Mary proclaims herself blessed, she proclaims her baby a savior of the oppressed.  In the darkest hour of her life, she lifted herself up, and followed the bright light of a star to lead her spirit towards resilience.

And here we are, reveling in this precious midwinter advent moment the early Christian Greeks called parasouia, meaning the coming or arrival of someone who can handle the situation.  Isn’t that what we are all waiting for, in our darkness?  What if the light is not out there, but already here?

I think of another woman, who like Mary, gave birth to something that would change everything. I’m talking about Tarana Burke, the courageous, brilliant, barely-credited black woman who launched the #metoo movement and founded the organization Just Be, Inc.

As a youth counselor for black girls in Selma, Alabama, Burke found herself sitting across from a thirteen-year-old girl who told a story of sexual violence so harrowing, that she was rendered speechless in response.  After the girl had left her care, she felt she had failed her.  She was so disturbed by the girl’s life story, she couldn’t even speak the words she wanted to say: Me Too.

Soon after this experience, Burke gave birth to Just Be, a mentoring organization whose mission is to guide young women of color towards self-discovery so they may be empowered past their circumstances in order to set or reset the trajectory of their lives. So they may Just Be.

A decade later, a famous actress Alyssa Milano saw the power of Tarana Burke’s light, and shared it with the world through the social media hashtag “me too,” by suggesting, if all the women who have been victims of sexual assault, violence or harassment posted “me too,” we might give a sense of the magnitude of the problem.  And here we are.

Women across the world have claimed this light and added their own to its fierce glow.  Now something that has been protected in darkness is being lifted up to the light, and this reveal has the power to change our cultural landscape.

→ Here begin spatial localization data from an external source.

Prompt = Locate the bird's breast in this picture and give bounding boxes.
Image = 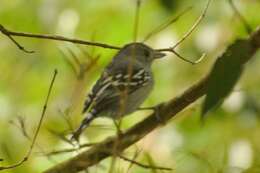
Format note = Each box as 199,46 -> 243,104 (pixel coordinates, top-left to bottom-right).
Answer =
123,73 -> 154,115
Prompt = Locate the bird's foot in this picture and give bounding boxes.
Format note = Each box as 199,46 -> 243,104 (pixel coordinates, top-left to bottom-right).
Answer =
137,106 -> 165,124
70,131 -> 81,147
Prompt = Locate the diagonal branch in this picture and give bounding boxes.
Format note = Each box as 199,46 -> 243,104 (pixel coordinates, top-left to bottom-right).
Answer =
143,6 -> 192,42
43,27 -> 260,173
117,154 -> 172,171
228,0 -> 252,34
133,0 -> 141,42
0,69 -> 58,171
157,0 -> 212,64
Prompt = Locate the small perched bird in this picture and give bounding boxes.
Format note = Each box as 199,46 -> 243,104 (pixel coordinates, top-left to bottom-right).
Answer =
71,42 -> 165,141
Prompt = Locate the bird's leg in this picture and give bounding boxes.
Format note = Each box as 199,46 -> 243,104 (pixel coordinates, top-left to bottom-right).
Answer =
137,106 -> 164,124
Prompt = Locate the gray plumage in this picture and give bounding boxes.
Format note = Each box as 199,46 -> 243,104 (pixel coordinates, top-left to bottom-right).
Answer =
71,42 -> 165,141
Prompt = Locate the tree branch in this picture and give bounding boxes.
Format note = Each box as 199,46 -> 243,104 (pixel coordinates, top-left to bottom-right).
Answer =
43,27 -> 260,173
0,24 -> 121,52
228,0 -> 252,34
157,0 -> 211,65
117,154 -> 172,171
0,70 -> 58,171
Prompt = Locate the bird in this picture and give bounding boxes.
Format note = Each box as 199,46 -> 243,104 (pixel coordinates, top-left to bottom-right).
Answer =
71,42 -> 166,141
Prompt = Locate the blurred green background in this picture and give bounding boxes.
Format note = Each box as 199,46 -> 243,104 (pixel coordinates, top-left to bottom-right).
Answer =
0,0 -> 260,172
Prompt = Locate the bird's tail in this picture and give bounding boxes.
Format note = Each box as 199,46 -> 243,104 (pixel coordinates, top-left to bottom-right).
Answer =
71,111 -> 96,142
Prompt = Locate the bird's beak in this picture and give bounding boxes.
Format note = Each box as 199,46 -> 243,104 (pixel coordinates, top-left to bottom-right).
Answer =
154,51 -> 166,59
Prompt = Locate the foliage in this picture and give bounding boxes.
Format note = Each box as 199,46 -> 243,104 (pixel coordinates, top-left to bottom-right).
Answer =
0,0 -> 260,173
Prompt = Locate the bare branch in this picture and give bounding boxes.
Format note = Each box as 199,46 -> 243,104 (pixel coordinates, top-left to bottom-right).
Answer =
78,54 -> 100,80
43,26 -> 260,173
48,128 -> 74,146
144,152 -> 159,173
28,69 -> 58,156
8,117 -> 56,164
67,47 -> 82,67
169,49 -> 206,65
59,48 -> 79,76
0,143 -> 12,162
0,24 -> 121,52
157,0 -> 212,64
228,0 -> 252,34
44,143 -> 97,156
133,0 -> 141,42
173,0 -> 211,49
0,69 -> 58,171
0,25 -> 34,53
126,149 -> 141,173
58,109 -> 74,133
17,116 -> 29,138
143,6 -> 192,42
118,154 -> 172,171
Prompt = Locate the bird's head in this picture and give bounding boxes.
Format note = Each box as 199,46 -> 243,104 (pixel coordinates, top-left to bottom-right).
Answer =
120,42 -> 166,65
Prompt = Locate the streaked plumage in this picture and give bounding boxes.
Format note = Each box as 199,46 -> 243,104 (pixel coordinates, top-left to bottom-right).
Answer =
71,42 -> 165,141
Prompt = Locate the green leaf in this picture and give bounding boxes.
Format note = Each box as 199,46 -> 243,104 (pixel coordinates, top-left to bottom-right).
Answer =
202,39 -> 252,117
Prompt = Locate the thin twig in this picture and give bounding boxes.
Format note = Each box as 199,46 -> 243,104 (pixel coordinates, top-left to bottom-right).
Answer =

Women and men too are raising their lamplights, proclaiming their stories, things cannot be the same anymore.

We are each of us, different now.  Perhaps we find ourselves fearful of adjusting to a new power dynamic, or questioning our deep-seated norms about behavior.  You may remember from Luke, the shepherds were afraid when they saw the light of the star.  The power of resilient leadership is so bright some of us may fear its potential to transform.

Maybe some of us are still quietly awaiting our moment to shine a light on the opaque violence of power when it crosses the boundary of safety.

Do you see what happens when women, especially women of color like Jesus’ mother, like Tarana Burke, shine their loving light, uncovering cataclysmic revelation?

Notice where you are.  This Winter Solstice is a moment capable of great power, and magic, and you are welcome to receive its blessing, and to harness its power.

There is a light within you, perhaps it is but a spark, a tiny flame flickering in the midst of overwhelming darkness.  It is there.  Now is the time for you, for all of us, to manifest our light.

I do not know the quality of your particular darkness.  I only know it is time to feel our way out, in this moment of anticipation, of the coming of the Light.

We, as Unitarian Universalists, believe we can be harbingers of Light, and bringers of Light to our World.

Mary’s power was her proclaiming herself the mother of a hopeful and salvific future.

Tarana Burke’s power was her creativity and agency to create a safer and better life for black and brown girls in her community, and now, hopefully the world.

My power was to befriend the dark and use it to heal.

The longest night is almost here, and it is time to name your power.